Читаем В Петербурге летом жить можно… полностью

– А ты перед тем, как она открывала дверь, бил пряжкой ремня по лампочке. Дверь открывалась, лампочка вспыхивала, как магний, и тут же взрывалась. Старуха слепла, заикалась и еще убежденнее ненавидела жизнь и детей.

– Ты-то откуда знаешь?

– Об этом вся школа говорила.

Я уже все вспомнил про Надю. Как я вообще мог забыть эти глаза?

Мы с ней танцевали танго «Большой тюльпан». Под присмотром учителей и мелкашек. Но по случаю Нового года – полутьма и зеркальные дующие снежинки. Класс седьмой. Некрасивые и робкие кривлялись, подпирая стены. Одна, кажется, Надина одноклассница – с пепельными волосами и острыми зубками – пыталась передразнить наш танец, но я умело увел Надю в другой конец зала.

В эти минуты Надя была прекраснее всех. Восхитительнее же всего, что не я выбрал ее – был белый танец. Но я сразу понял, что ко мне в объятия залетела мечта.

Пользуясь скромным набором танцевальных поз, я трогал ее тело, в котором все было тайной, которое все обещало счастье и уют. Ее глаза хотелось целовать.

– Там-там, та-ра-ра-ра-ра-там! – напел я мелодию того некогда соединившего нас танго.

– А потом мы дурачились в саду, и Катька, которая все кривлялась в зале, пока мы танцевали, повалила тебя в сугроб. Ты помнишь Катю? – Надя посмотрела на меня вдруг как-то тихо и не случайно. – У нее были такие остренькие и неровные зубки.

– Помню, кажется, – ответил я.

– А пока она тебя валяла в сугробе, Вовка залепил мне снежком в лицо, и ты полез с ним драться. Катька в этот вечер пыталась отравиться.

Я пропустил эту информацию мимо ушей – я вспомнил Вовку. Он был огромный, с абсолютно белыми волосами и выпученными голубыми глазами. У него еще была присказка: «Поживи с мое, сынок!» Мы с ним дружили.

– Да, да, Вовку я помню.

– Вы с ним еще однажды на пустой сцене за занавесом боролись, а потом, что самое интересное, вышли чуть ли не в обнимку.

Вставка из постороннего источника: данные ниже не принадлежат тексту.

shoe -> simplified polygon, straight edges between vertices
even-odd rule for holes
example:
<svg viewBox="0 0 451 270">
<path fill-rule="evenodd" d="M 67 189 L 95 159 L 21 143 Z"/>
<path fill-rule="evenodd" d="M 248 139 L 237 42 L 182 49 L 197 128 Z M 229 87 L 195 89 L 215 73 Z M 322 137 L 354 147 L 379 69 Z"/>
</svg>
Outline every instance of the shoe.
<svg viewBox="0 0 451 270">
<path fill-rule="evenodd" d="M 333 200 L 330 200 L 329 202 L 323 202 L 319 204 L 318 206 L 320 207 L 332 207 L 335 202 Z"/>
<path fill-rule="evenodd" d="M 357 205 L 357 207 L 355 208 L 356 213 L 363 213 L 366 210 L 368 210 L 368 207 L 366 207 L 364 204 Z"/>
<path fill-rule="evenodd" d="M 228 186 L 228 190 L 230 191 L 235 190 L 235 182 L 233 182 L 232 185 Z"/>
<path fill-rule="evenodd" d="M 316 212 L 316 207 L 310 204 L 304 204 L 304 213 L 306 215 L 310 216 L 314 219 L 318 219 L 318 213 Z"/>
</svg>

– Так мы же боролись на спор. А чего Катя-то эта травилась? – вспомнил я.

– Из-за тебя. Она тебя любила. Потом она пыталась меня убить. Когда ты меня проводил однажды до парадного, она встретила меня с камнем. Но я сказала, что готова сама передать тебе ее записку, и она согласилась не убивать. А потом снова травилась, когда ты на записку не ответил.

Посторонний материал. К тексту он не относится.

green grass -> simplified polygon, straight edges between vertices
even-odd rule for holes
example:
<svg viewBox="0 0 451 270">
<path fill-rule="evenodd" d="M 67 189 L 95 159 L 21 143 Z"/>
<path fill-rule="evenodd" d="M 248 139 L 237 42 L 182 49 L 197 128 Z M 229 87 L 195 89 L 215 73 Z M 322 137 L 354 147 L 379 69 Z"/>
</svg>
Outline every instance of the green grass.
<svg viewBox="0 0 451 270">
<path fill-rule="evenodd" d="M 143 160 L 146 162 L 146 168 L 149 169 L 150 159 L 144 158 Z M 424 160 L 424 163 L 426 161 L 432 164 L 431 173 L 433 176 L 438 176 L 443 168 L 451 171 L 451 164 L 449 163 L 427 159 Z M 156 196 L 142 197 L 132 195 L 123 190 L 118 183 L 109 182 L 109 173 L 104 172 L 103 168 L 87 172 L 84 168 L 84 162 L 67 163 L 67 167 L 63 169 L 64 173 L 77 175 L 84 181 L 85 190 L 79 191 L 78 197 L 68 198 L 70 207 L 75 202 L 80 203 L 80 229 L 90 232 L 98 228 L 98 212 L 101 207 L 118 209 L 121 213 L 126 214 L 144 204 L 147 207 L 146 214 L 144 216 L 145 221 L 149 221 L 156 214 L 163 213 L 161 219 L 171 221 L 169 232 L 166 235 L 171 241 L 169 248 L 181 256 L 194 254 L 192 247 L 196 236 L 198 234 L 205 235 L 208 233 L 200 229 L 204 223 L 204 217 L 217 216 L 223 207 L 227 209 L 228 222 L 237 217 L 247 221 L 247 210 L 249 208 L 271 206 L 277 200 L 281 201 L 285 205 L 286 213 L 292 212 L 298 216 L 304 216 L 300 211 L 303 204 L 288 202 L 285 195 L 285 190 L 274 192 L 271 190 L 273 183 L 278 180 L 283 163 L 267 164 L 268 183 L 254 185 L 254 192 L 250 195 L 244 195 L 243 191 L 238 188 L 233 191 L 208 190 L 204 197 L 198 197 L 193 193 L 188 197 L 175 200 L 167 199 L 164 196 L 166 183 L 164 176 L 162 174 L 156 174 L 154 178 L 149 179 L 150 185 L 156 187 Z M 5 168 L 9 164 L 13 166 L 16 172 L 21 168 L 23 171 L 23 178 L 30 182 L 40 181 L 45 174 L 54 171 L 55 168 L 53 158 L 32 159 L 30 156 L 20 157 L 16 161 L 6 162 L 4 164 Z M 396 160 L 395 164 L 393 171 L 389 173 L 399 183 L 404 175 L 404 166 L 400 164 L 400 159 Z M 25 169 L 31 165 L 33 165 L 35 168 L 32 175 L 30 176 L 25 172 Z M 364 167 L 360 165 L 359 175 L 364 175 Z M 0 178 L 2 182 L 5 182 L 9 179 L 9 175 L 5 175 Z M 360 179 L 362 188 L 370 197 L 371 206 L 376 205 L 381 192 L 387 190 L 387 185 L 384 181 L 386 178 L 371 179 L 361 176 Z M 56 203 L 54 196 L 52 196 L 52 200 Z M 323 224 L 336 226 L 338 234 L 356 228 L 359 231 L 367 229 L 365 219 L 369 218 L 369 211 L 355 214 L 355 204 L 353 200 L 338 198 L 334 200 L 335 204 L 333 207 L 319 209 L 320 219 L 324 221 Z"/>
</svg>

– Какая записка? – удивился я. – Не было никакой записки!

– Была. Я собственными руками незаметно сунула ее тебе в карман.

И тут я вспомнил. Конечно. Что-то вроде: «То, что я испытываю, нельзя назвать любовью – это больше любви». Ответ надо было подложить под какой – то булыжник. Я, разумеется, не ответил.

– Какие страсти, боже! – усмехнулся я. – Но ты-то, ты-то, что же, не любила меня?

– Любила. Но я сразу двоих любила – тебя и Вовку. Мне было легче. А она только тебя, только тебя. Страшно!

Обеденный перерыв кончился. Надя упорхнула в свой богатый магазин, поцеловав на прощание. Было ни горько, ни смешно. Жизнь в очередной раз прошумела в памяти. Вот еще одно имя – Катюша. Выходила на берег…

Из дневника

Люди не встречаются друг с другом. Как корабли. И слава богу. Что происходит после первого нежного соприкосновения, мы все знаем. Мы ведь все, увы, неповоротливы и тверды. Каждый к тому же следует своим курсом. И у каждого на борту написано: не трогай меня!

Хотя, конечно, море – единственное место, где мы можем осязательно представить округлость земли. А там, за выпуклым краем, который называется горизонтом, ждет мнимая, как и он сам, встреча. Туда и плывем.

Но мы обманываем себя. Мы плывем не туда. Мы плывем к звезде.

Из дневника

Хочу понять стиль времени. Как и из чего произрастает. Почему моду на самоубийства сменяет мода на оздоровительный бег трусцой? Почему, словно предчувствуя падение монархии, но опережая его, на смену замысловатому, избыточному барокко и геометрически монументальному ампиру пришел уютный модерн? Опера после исчезновения барокко держалась еще полтора века, но потом все же уступила. Музыка не уступила, но из филармоний переселилась в репродукторы и теперь сопровождает нас в транспорте и за чаем. По какой причине полубокс был заменен канадкой, а канадка – хипповскими кудрями и простоволосостью? Почему в эротических претензиях короткие юбки победили декольте, и детские бобочки исчезли бесследно, как динозавры? Городки уступили дворовому волейболу, тот – баскетболу, их всегда клал на лопатки длиннотрусый футбол, который, однако, был потеснен стремительным хоккеем, но пластика фигурного катания победила и его, как прекрасная женщина равнодушно побеждает мужчину. Однако срок ее молодости был короток. Почему?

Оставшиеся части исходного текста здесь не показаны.